All throughout "We Bought a Zoo", in the corners of the unreliable bear habitat and in the overdressed pop culture zookeeper bar on the entrance of the property, the filmmaker's personal reflecting can be glimpsed. Following the self-prophesied fiasco that was 2005's "Elizabethtown", many a critic saw fit to throw Cameron Crowe into a cage, and then toss the key. The harsh fallout from that film, a misunderstood if also unwieldy ode to the latter comedies of Billy Wilder, may've squashed the director's winning momentum (which peaked at the excellently self-indulgent "Almost Famous") like an elephant sitting on a Volkswagen, but in retrospect it also forced him to regroup, re-evaluate, and perhaps soak up a dose or two of humility.
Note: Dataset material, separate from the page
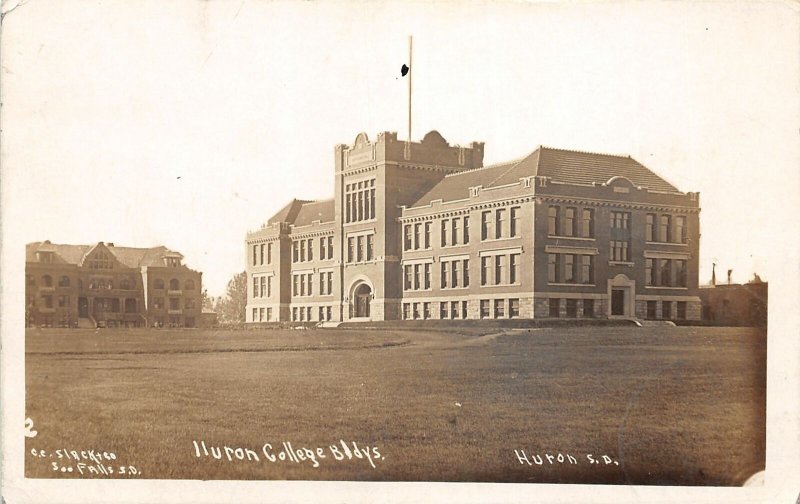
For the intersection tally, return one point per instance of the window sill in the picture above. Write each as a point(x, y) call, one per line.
point(667, 243)
point(579, 238)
Here we have a once-celebrated, recently divorced auteur filmmaker utilizing the uplifting spirit of Hollywood's bygone age to bounce back in today's dismal landscape. To do so, he's chosen a story in which when the world tries to cage a writer (clearly how Crowe still sees himself, even after all this time in the movie business), the writer will break away and turn the cage into a familiar "enclosure". Then he and his crew will convert the enclosure into something that passes inspection with even the Scroogiest of critics, and proceed to open to a backlog of residual goodwill. Crowe does all of this with directorial confidence that far exceeds the berth of the material. Is his making "We Bought a Zoo" as crazy a gesture as Damon (as Mee) actually buying a zoo, and moving in to live there? Not hardly; although the story fits more within Crowe's wheelhouse than any other working filmmaker out there. (Remember, this is the guy who made angry grunge rock wondrous earlier this year with his documentary "Pearl Jam Twenty"
.) But "We Bought a Zoo" is not the kind of movie that Hollywood cares to make these days. Too square, too old fashioned. But by gum, he made it anyhow, and he made it pretty well. It may not change anyone else's life, but it is a well-meaning throwback in sensibility that will have a long afterlife on cable and international flights.
Damon, having grown quickly comfortable in slightly pudgy young dad roles, does well in his part of a man who, although he finds himself in over his head in a way he he'd never foreseen, has all he needs right in front of him. Perhaps he'd quote James Stewart's character from "You Can't Take It with You" when he says, "You know, every time I think about how lucky I am, I feel like screaming." But more to the point, he can in some way relate with the grand checking-out wish fulfillment fantasy-gone-right of Grandpa in that film, who recalls a fateful trip into work thirty-five years ago: "One morning, when I was going up in the elevator... it struck me I wasn't having any fun. So I came right down and never went back." And life has been a zoo ever since - perhaps not something to be unafraid of, but nevertheless a wild breakaway from the fear of the day to day.